吾人の始まりは、そうアミュレットであった。

 吾人を創り出した人は、一応魔術師であったな。魔力は下級冒険者をやっていくには足りるが、中級や上級に進むのは難し奴だった。魔力自体は修行と供に増加するが、奴は魔術の選択が悪いというか、とろいと云うのか……。荒事には向いていない奴だった。名前は、そう……ボリスだったか。

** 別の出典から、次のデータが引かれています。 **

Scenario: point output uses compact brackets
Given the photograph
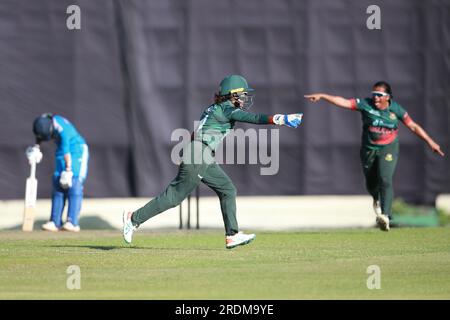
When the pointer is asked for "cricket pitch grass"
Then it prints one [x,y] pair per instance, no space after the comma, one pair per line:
[171,265]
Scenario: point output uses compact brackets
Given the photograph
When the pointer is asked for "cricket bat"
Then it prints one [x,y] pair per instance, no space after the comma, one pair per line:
[30,199]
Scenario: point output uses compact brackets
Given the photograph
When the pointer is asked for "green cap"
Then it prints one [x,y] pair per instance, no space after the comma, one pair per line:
[233,84]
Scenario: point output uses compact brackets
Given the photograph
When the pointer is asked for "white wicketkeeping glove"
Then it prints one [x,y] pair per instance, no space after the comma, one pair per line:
[66,179]
[33,154]
[290,120]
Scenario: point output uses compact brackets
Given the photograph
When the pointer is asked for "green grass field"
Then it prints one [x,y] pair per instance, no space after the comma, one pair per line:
[332,264]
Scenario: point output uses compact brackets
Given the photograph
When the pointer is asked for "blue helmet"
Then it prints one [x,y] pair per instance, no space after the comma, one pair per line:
[43,127]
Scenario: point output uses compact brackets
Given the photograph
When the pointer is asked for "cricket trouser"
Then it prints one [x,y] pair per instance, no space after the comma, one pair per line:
[198,165]
[379,168]
[74,197]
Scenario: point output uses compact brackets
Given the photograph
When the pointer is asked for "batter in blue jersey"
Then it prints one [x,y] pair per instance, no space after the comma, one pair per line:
[71,168]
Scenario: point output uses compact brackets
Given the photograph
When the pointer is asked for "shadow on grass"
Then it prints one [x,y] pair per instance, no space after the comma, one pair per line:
[108,248]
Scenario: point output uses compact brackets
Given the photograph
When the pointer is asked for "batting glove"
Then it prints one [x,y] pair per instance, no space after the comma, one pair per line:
[66,179]
[33,154]
[290,120]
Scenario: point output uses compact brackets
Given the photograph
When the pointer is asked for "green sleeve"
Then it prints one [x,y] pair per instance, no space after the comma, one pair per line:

 魔術師なんて名乗っている以上、普通は黒魔術__攻勢魔術ができてこそ。ボリスは攻勢魔術がとことんダメだった。だから奴の親しい友人なんかには『へっぽこ魔術師』なんて呼ばれとったな。

 へっぽこだろうが、人間生きて行くには色々と吾人と違って必要なのだろう? 方便(たずき)は重要な要素だ。ボリスにも、特技があった。

 それは____護符作りだ。

 護符が何たるか、知っているか。簡単に申せば、《祈り》である。幸いあれ、禍よ遠のけ。未熟な者が作れば、単なる気休めにしか過ぎぬが、才能ある者が作り出せば、それは災厄を払いのける加護へと変わる。

 ボリスは意志ある護符(インテリジェンス・タリスマン)の製作に心血を注いだらしい。朧げな記憶で、『やっとできたー! いやー、これで僕の六年が報われたね!!』と叫んでいるのを覚えている。人間の赤ん坊と違い、記憶するだけであるなら、初期から持っていた機能だ。

 そもそもポリスが護符に意志を持たせたかったかと言えば、利便性の面があった。

 ちゃんと効力のある護符というものは、その寿命は極めて短い。具体的に申せば、災厄が一度降り注げば、自壊して守る。そのために金持ちの商人や貴族、懐に比較的に余裕のある中級以上の冒険者ぐらいしか持っていない。逆に大きな災厄を受ける器がないようにし、長く使えるように工夫されたものもポリスは以前に作ったようだが、売れ行きはよろしくなかった。両方の側面に対応できるように、護符自体に意志を持たせるのはどうか、と発想したらしい。

 他にも『意志があるなんてロマン』と言っていた気がする。そう言えば奴は『星銀の勇者と聖剣の冒険』というシリーズが愛読書であったな。この小説は主人公の持っている聖剣が軽快な口調で喋っているそうだ。

 …………もしかして、後者の方が本命か……? いや、まさかな。

 ポリスの試行錯誤で吾人は生まれたものの、意志を宿すにはそう……人で例えるのならば幼かったのであろう。赤ん坊がいきなり立ち上がり、『天上天下唯我独尊』と宣うなどほぼあり得ない事である。ぼんやりと吾人はポリスを観察しながら、過ごしていった。